In the example shown, the proximal face 40 of the stem 34 includes a proximal pressure opening 42. Similarly, side 44 includes lateral pressure openings 46. Pressurized fluid forced into the pressure inlet 36 may flow through the internal passage and outwardly via the proximal pressure opening 42 and the lateral pressure opening 46. The exiting pressurized fluid may form areas of increased fluid pressure within the gaps between the impermeable inner sides of bottom plate 30b and side walls 30a, respectively, of cavity 31 and proximal face 40 and side face 44 of stem 34. The pressure of the fluid in the gap may be applied to proximal face 40 to push rod 34 and attached tensioning surface 22 out of cavity 31. The arrangement of the proximal pressure openings 42, or both may be different than that shown.

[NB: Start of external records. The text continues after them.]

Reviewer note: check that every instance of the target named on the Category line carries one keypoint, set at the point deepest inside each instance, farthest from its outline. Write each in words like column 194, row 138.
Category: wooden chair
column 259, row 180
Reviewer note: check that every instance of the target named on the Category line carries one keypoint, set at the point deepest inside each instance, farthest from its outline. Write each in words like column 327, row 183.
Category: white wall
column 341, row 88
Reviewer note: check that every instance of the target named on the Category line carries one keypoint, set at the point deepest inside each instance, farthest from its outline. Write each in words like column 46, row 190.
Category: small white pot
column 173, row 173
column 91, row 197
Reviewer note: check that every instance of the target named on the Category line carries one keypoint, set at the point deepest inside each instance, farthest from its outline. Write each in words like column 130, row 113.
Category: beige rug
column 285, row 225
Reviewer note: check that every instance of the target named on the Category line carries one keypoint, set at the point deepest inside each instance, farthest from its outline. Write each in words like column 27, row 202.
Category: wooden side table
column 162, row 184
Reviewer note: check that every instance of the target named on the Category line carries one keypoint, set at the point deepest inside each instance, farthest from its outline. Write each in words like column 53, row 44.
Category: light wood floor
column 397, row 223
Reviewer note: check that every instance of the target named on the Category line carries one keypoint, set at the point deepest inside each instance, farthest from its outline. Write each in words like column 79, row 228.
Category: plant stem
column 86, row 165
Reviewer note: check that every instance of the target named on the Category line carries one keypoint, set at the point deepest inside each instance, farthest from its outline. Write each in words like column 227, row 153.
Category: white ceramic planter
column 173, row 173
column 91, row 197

Pushing the tensioning surface 22 outward causes the tensioning surface 22 to apply a pushing force to the web 12, for example, via a fluid cushion formed between the tensioning surface 22 and the web 12. The pushing force applied to the web 12 by the tensioning surface 22 may bend the web 12 such that the tension of the web 12 may apply an inward reactive force to the tensioning surface 22. Thus, the tensioning surface 22 may be urged outwardly until the outward force of the pressurized gas balances the inward force exerted by the tension of the web 12.

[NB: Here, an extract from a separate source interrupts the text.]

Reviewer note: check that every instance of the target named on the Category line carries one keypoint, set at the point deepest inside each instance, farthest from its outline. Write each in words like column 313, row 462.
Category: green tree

Fluid exiting through the lateral pressure openings 46 may act on the opposite side 44. These forces acting on side 44 may tend to center rod 34 along the midline of cavity 31. The centering force may prevent or reduce frictional forces tending to prevent translation of translatable unit 32 in the direction indicated by translation arrow 35.

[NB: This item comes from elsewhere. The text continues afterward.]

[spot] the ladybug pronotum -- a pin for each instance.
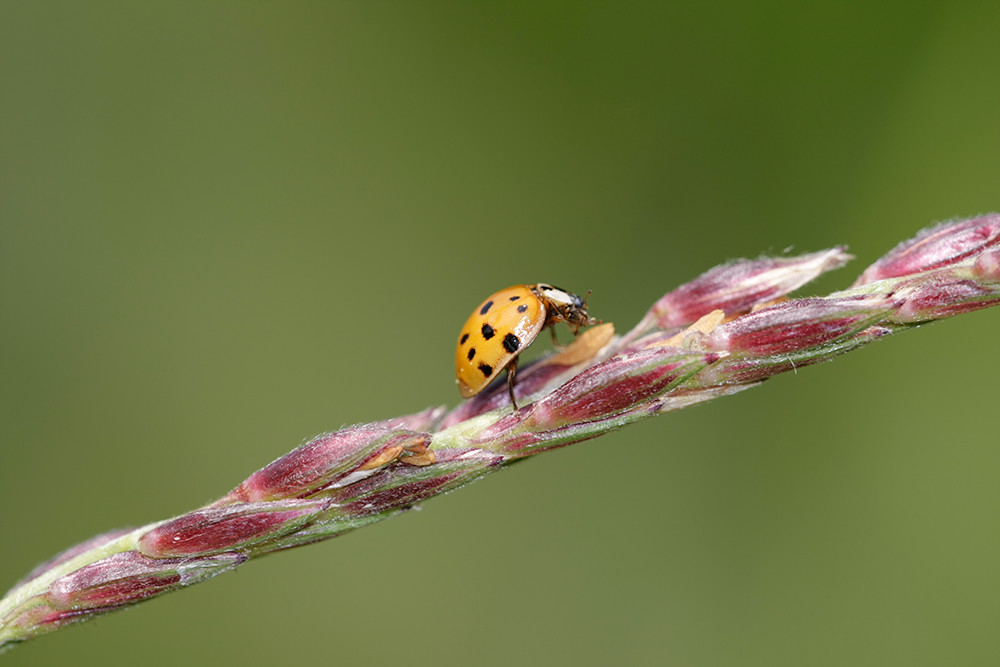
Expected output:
(504, 325)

After exiting via the proximal and

lateral pressure openings

42, 46 of the translatable unit 32, the fluid may flow within the gap between the translatable unit 32 and the housing unit 30 until an ambient environmental state (e.g., atmospheric pressure) is reached. In some applications, the usual gap between the tensioning surface 22 of the translatable unit 32 and the web 12 is in the range between 0.01mm and 0.5 mm. The usual gap between the proximal face 40 of the translatable unit 32 and the floor 30b of the cavity 31 is in the range of 0.01mm to 2.01mm, depending on the tension in the web 12. The usual gap between each side 44 of translatable unit 32 and the opposing (e.g., facing and substantially parallel) side wall 30a of housing unit 30, and the usual gap between translatable unit 32 and housing unit 30 in all other directions, is in the range of 0.01mm to 0.5 mm. The gap range may be different for different applications (e.g., different web materials, different fluid pressures, different sized components, different configurations of the web tensioning unit, or other factors that may vary depending on the application).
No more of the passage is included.